WASHINGTON, DC - Energy and Power Subcommittee Chairman Ed Whitfield (R-KY) this afternoon kicked off debate on two resolutions that protect jobs and affordable and reliable energy from the Obama administration’s cap and trade scheme. S.J. Res 23 and S.J. Res 24 (identical to H.J. Res 71 and 72 authored by Whitfield) provide for Congressional disapproval of two final rules issued by the EPA for new and existing fossil fuel-fired power plants. The House is expected to vote on both resolutions later today.Today we will debate resolutions of disapproval under the Congressional Review Act for the two EPA rules regulating greenhouse gas emissions from new and existing electric generating units. Each of these measures poses a serious risk to the nation’s electricity system, and combined they may well represent the biggest threat to our energy future. For the sake of affordable and reliable energy as well as jobs, I urge all my colleagues to vote in favor of disapproving these ill-advised rules.

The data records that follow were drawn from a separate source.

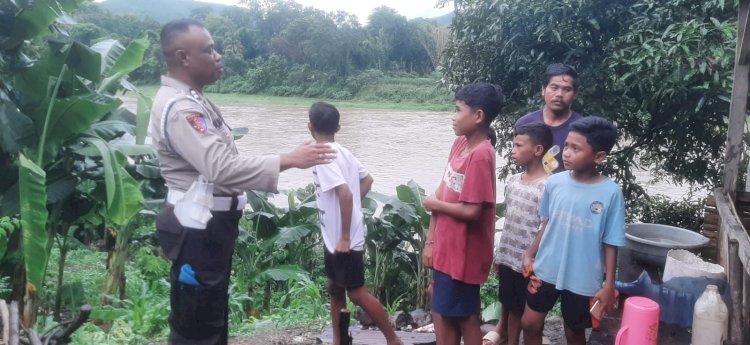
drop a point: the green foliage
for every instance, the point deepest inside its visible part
(8, 226)
(394, 245)
(661, 70)
(63, 102)
(33, 222)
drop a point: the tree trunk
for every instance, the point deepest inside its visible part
(60, 276)
(114, 284)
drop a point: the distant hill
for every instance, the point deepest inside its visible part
(445, 19)
(161, 10)
(166, 10)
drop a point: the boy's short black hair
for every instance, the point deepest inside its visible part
(324, 118)
(556, 69)
(170, 30)
(485, 96)
(599, 132)
(538, 132)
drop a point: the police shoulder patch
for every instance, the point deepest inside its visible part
(198, 122)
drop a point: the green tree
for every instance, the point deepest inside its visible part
(659, 69)
(59, 117)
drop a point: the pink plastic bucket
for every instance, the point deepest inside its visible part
(640, 322)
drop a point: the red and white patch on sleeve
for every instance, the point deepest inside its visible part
(198, 122)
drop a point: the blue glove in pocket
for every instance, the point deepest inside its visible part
(187, 275)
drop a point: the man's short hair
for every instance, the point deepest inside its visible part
(557, 69)
(324, 118)
(599, 132)
(172, 29)
(485, 96)
(538, 132)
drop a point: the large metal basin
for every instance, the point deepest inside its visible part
(649, 243)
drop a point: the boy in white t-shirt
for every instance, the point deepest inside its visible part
(339, 189)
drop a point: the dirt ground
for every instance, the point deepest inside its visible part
(553, 329)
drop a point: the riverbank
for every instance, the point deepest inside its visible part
(256, 99)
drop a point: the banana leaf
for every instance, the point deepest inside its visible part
(123, 195)
(16, 129)
(119, 61)
(33, 199)
(72, 116)
(35, 20)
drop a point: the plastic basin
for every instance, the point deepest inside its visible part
(649, 243)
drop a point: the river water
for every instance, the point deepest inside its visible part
(394, 145)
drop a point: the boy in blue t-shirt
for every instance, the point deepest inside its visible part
(583, 223)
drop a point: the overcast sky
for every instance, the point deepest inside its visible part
(362, 8)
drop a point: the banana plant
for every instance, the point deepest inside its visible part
(277, 248)
(394, 243)
(56, 108)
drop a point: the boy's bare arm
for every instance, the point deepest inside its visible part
(528, 257)
(430, 238)
(346, 204)
(606, 295)
(429, 244)
(365, 184)
(463, 210)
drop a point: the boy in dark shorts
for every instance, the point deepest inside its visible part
(339, 188)
(462, 226)
(583, 223)
(523, 193)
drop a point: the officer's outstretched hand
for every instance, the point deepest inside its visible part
(307, 155)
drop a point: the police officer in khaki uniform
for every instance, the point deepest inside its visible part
(192, 140)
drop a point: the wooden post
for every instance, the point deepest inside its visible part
(344, 320)
(735, 275)
(738, 104)
(746, 305)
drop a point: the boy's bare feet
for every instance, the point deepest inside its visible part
(396, 341)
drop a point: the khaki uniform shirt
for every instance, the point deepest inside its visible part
(194, 140)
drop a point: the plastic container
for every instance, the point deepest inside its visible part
(682, 263)
(640, 322)
(710, 318)
(651, 242)
(676, 297)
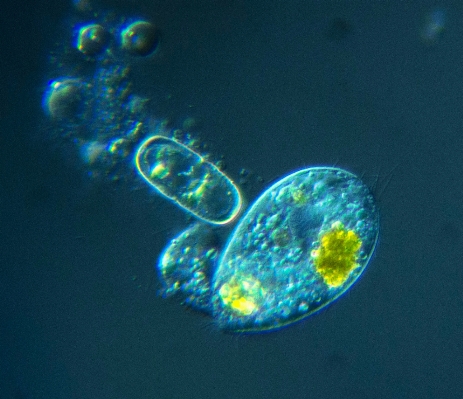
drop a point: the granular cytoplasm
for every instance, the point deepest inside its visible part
(301, 245)
(188, 180)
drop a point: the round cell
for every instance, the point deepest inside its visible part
(186, 264)
(301, 245)
(187, 179)
(140, 38)
(92, 39)
(64, 98)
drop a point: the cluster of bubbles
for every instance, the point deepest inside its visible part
(301, 244)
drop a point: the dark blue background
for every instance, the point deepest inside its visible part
(277, 85)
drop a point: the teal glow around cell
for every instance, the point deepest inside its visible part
(188, 180)
(300, 246)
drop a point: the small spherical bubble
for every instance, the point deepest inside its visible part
(91, 151)
(140, 38)
(64, 98)
(92, 39)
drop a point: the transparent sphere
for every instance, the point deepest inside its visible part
(64, 98)
(92, 39)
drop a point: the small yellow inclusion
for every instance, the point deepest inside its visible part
(243, 295)
(337, 254)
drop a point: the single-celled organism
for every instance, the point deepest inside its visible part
(301, 245)
(188, 180)
(92, 39)
(185, 266)
(140, 38)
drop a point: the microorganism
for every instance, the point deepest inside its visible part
(140, 38)
(187, 179)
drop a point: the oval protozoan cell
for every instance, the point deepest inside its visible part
(300, 246)
(140, 38)
(188, 180)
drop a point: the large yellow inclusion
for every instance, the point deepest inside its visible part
(337, 254)
(243, 295)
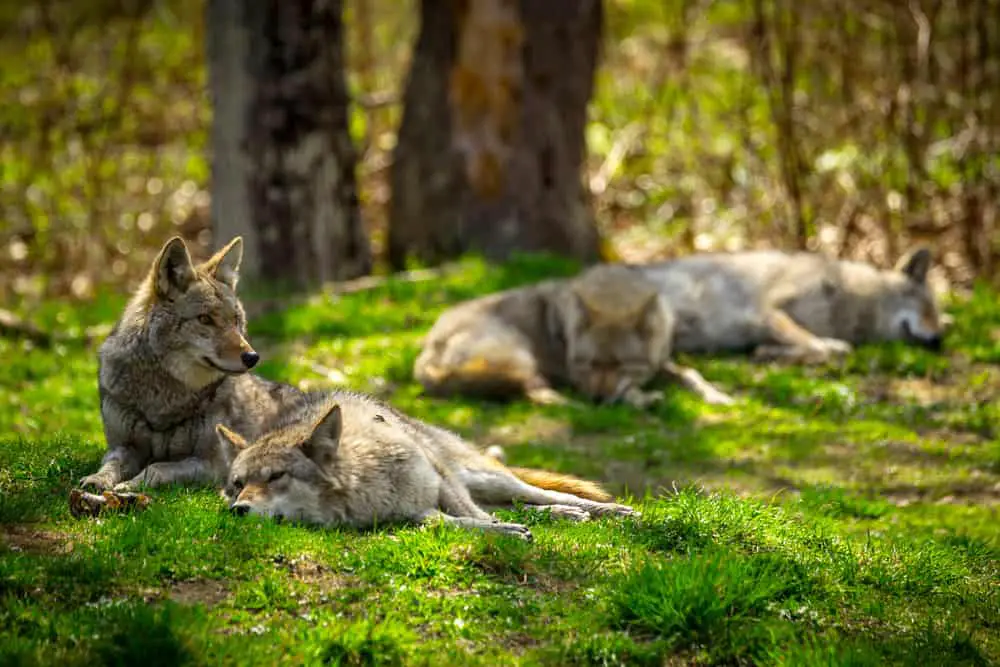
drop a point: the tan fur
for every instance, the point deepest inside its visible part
(553, 481)
(343, 458)
(174, 365)
(613, 328)
(605, 333)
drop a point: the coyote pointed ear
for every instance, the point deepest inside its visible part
(173, 269)
(322, 445)
(230, 437)
(225, 264)
(915, 264)
(656, 314)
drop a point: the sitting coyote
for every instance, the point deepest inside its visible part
(612, 328)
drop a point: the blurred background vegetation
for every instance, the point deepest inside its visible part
(855, 126)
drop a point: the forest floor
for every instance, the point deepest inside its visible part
(840, 514)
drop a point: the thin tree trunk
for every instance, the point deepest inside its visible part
(294, 155)
(491, 144)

I supported the bipartisan Congressional Review Act back in 1996 because I believed there needed to be a better way for Congress to fight back against unelected bureaucrats enacting major rules that are not in the public interest. But I must say that at the time I never imagined rules nearly as bad as the two we are discussing today. Taken together, they would create through regulation the cap-and-trade program that Congress wisely rejected and that has performed so poorly in Europe and everywhere else it has been tried. We begin with S.J. Res. 23 which would disapprove of EPA’s New Source Performance Standards for greenhouse gas emissions from new electric generating units.

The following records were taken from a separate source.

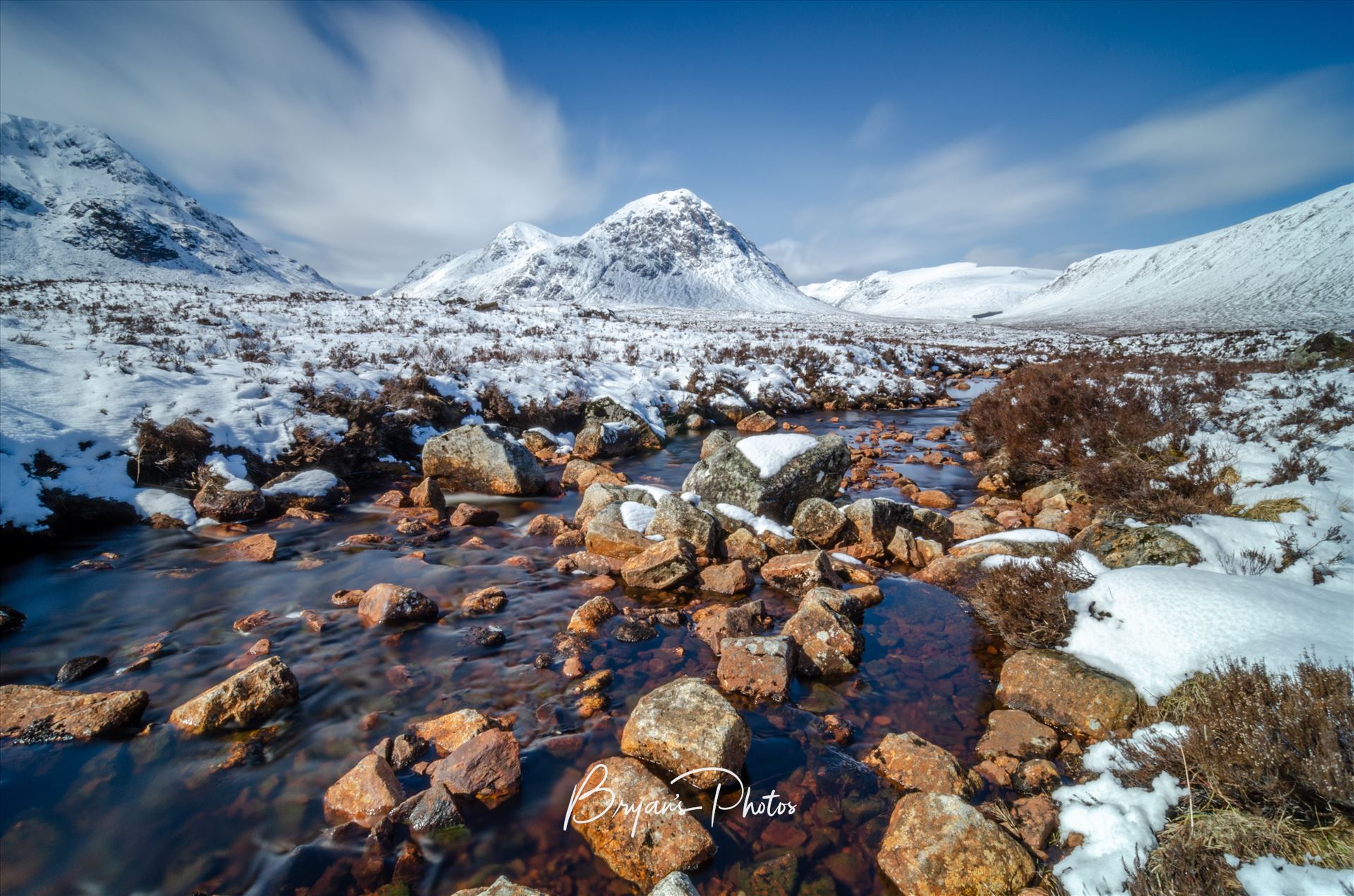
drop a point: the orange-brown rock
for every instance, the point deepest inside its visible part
(1066, 693)
(241, 701)
(913, 763)
(365, 794)
(642, 847)
(939, 845)
(255, 548)
(34, 712)
(394, 606)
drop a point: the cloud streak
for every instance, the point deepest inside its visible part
(359, 137)
(1245, 148)
(972, 202)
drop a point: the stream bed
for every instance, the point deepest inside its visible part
(159, 812)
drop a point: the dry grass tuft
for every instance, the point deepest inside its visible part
(1276, 744)
(1270, 509)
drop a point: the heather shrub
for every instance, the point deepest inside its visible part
(1027, 603)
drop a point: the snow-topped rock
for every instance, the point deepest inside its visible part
(669, 250)
(946, 293)
(1291, 269)
(75, 204)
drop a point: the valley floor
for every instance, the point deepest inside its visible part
(1218, 532)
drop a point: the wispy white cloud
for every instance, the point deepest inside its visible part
(878, 125)
(358, 137)
(1248, 147)
(971, 201)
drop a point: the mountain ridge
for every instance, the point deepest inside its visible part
(1288, 269)
(76, 204)
(947, 291)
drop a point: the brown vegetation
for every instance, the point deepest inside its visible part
(1270, 765)
(1117, 426)
(1027, 603)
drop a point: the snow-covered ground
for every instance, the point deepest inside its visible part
(1288, 269)
(946, 293)
(85, 360)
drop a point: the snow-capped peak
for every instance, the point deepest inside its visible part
(666, 250)
(73, 203)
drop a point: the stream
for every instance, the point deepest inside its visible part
(153, 812)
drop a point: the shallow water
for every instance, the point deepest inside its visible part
(152, 812)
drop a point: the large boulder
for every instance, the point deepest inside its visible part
(771, 475)
(712, 625)
(661, 566)
(34, 712)
(225, 496)
(799, 573)
(642, 847)
(875, 520)
(484, 459)
(1066, 693)
(684, 726)
(305, 489)
(612, 431)
(1118, 544)
(677, 519)
(819, 522)
(365, 794)
(760, 668)
(241, 701)
(939, 845)
(829, 643)
(914, 763)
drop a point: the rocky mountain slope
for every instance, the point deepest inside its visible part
(1291, 269)
(75, 204)
(669, 250)
(946, 293)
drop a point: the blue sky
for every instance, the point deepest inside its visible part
(843, 138)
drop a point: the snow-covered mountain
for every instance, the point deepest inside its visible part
(73, 203)
(669, 250)
(1291, 269)
(946, 293)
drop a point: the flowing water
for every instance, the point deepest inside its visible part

I am particularly concerned about this rule because it would serve as a de facto ban on new coal-fired power plants. It would effectively require all such new plants to install carbon capture and storage (CCS) despite the fact that this technology is not commercially available. EPA insists that CCS has been adequately demonstrated, as the Clean Air Act requires, but most of the agency’s assertions have turned out to be highly problematic. At first, the agency relied heavily on experimental CCS projects supported by the Department of Energy’s Clean Coal Power Initiative, even though the law makes clear that such federally- supported experiments cannot be used as evidence of adequate demonstration. Later, the EPA shifted its focus to non-power CCS projects the agency holds out as success stories, but these projects do not translate to electricity generation. It is evident that CCS is not adequately demonstrated for power plants and therefore EPA’s rule will serve to block new coal-fired generation from being built.

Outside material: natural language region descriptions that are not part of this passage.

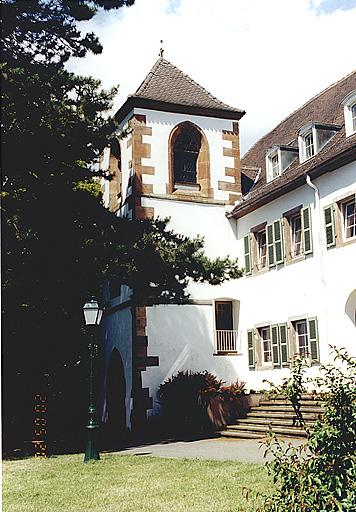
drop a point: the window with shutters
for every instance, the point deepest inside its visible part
(349, 219)
(275, 248)
(307, 342)
(340, 222)
(297, 233)
(272, 350)
(261, 239)
(248, 254)
(265, 334)
(296, 236)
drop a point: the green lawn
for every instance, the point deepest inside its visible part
(129, 484)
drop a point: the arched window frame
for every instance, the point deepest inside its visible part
(115, 172)
(202, 185)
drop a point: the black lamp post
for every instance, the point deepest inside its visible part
(92, 316)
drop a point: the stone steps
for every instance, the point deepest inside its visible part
(278, 414)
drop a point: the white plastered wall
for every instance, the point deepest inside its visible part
(319, 286)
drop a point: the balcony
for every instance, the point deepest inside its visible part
(226, 342)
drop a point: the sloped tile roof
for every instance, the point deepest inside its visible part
(325, 108)
(167, 83)
(167, 88)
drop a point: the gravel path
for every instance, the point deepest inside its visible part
(243, 450)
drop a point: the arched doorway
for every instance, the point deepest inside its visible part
(350, 307)
(115, 431)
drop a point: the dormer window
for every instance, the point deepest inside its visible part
(312, 138)
(278, 159)
(350, 113)
(274, 166)
(309, 145)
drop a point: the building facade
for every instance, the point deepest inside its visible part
(286, 210)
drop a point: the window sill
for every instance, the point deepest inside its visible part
(186, 187)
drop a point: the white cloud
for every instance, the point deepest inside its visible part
(267, 58)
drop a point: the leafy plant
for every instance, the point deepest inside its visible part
(189, 401)
(319, 476)
(292, 387)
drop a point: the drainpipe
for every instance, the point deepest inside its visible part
(321, 250)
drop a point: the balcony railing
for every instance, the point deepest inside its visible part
(226, 341)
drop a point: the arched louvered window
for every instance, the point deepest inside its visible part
(115, 172)
(186, 146)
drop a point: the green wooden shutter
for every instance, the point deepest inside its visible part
(307, 233)
(313, 339)
(248, 259)
(251, 350)
(270, 246)
(278, 241)
(283, 341)
(329, 226)
(275, 346)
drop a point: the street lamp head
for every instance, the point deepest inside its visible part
(92, 312)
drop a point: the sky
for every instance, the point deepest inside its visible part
(267, 57)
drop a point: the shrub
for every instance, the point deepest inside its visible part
(321, 475)
(191, 402)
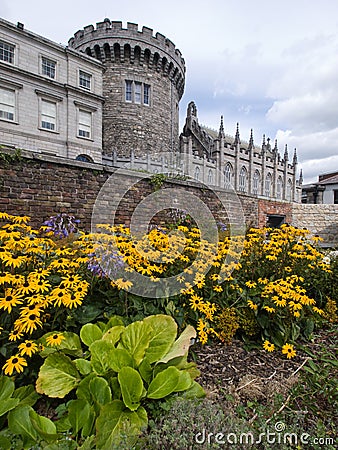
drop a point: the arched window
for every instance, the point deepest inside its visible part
(228, 172)
(84, 158)
(268, 184)
(279, 187)
(256, 182)
(289, 187)
(210, 177)
(197, 173)
(243, 180)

EPA’s fallback argument is that no company would want to build a new coal plant anyway in this era of cheap natural gas. But we have seen time and again that energy markets fluctuate, and it is entirely possible, even likely, that new coal-fired capacity will again make economic sense, especially given its track record of affordability and reliability as well as the diversity coal adds to generation mix. And lest anyone get too complacent about natural gas saving the day, I would note that the many of the same environmental activists who targeted coal are now going after natural gas.
For these and other reasons, this rule has engendered a large and diverse group of critics, and my subcommittee has had the opportunity to hear many of them in our hearings on the rule and on H.R. 3826, the Electricity Security and Affordability Act. From legal scholars to power plant owners to manufacturers, we have had the chance to learn why this rule is as illegal as it is unworkable. We also heard from representatives of some of the 23 states challenging this rule in court.
I would conclude by noting that a resolution of disapproval does not leave a void. New coal fired power plants in the U.S. would still have to meet some of the toughest pollution control standards in the world. And EPA as well as states are free to come up with other, more workable regulations of greenhouse gases. For example, the Electricity Security and Affordability Act merely requires that any such measures meet the commonsense requirement of being achievable using commercially available technologies.
But we can’t get started on the right regulatory path until we get off the wrong one, and that is what S.J. Res. 23 would do. I urge my colleagues to vote yes on this resolution of disapproval.